How Payment Facilitation as as Service can power revenue growth for SaaS platforms
For SaaS applications with core payment needs eg a rental platform or restaurant POS platform, Payment Facilitation as a Service allows the platforms acts as a master merchant account. This allows platform users to be set up as sub-accounts instantly.
When the need to instantly board app users is vital to success Payment Facilitation as a Service becomes a vital part of business growth and profitability.
The primary advantage is instant onboarding but revenue generation can just as important.
Payment Facilitation as a Service offers the ability to generate per transaction revenue. As an example let’s say the restaurant POS system charges 2.9% and 30 cents per transaction to their platform users.
The actual costs to process these payments might be 2.1% and 5 cents (this is an example).
That leaves margin or potential profit. The platform would be offered a share of this revenue by the Master Payment Facilitation partner. That share is negotiated and a function of many variables.
The master Payment Facilitation partner provides both the technology that enables Payment Facilitation and the the compliance/legal umbrella to operate under.

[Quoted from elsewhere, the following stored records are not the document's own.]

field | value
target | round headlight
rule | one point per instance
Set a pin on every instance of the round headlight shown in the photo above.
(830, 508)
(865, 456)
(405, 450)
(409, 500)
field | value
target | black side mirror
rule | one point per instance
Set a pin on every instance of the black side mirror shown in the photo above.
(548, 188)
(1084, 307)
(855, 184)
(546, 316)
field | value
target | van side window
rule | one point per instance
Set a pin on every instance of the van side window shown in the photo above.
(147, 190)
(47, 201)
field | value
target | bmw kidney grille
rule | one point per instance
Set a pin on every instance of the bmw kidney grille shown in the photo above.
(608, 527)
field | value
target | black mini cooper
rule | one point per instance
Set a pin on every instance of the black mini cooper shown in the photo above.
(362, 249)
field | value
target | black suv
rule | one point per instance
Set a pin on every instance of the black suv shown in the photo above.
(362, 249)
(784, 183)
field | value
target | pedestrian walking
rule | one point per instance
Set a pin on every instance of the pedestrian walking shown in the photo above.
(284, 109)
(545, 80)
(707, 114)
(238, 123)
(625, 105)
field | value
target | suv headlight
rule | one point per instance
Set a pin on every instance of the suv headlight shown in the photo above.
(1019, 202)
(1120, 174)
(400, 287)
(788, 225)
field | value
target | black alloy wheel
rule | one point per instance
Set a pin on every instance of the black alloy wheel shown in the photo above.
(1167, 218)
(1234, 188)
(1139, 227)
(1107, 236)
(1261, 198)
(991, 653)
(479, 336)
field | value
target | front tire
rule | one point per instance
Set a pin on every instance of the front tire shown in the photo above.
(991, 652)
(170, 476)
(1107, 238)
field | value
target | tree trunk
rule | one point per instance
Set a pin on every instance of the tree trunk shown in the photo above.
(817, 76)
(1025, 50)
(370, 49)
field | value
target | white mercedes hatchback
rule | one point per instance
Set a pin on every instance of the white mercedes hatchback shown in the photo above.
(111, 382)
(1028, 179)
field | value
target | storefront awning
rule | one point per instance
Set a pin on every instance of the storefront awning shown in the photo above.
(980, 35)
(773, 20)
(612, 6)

Payment Facilitation as a Service is a fairly recent addition to the payments landscape. Typically to act as a Payment Facilitator a platform would need to register with card associations, spend $200k in integration and compliance fees and devote staff and resources to Payment Facilitation.
Payment Facilitation As A Service helps platforms quickly get to market and leverage the payment solution to both acquire customers and generate revenue.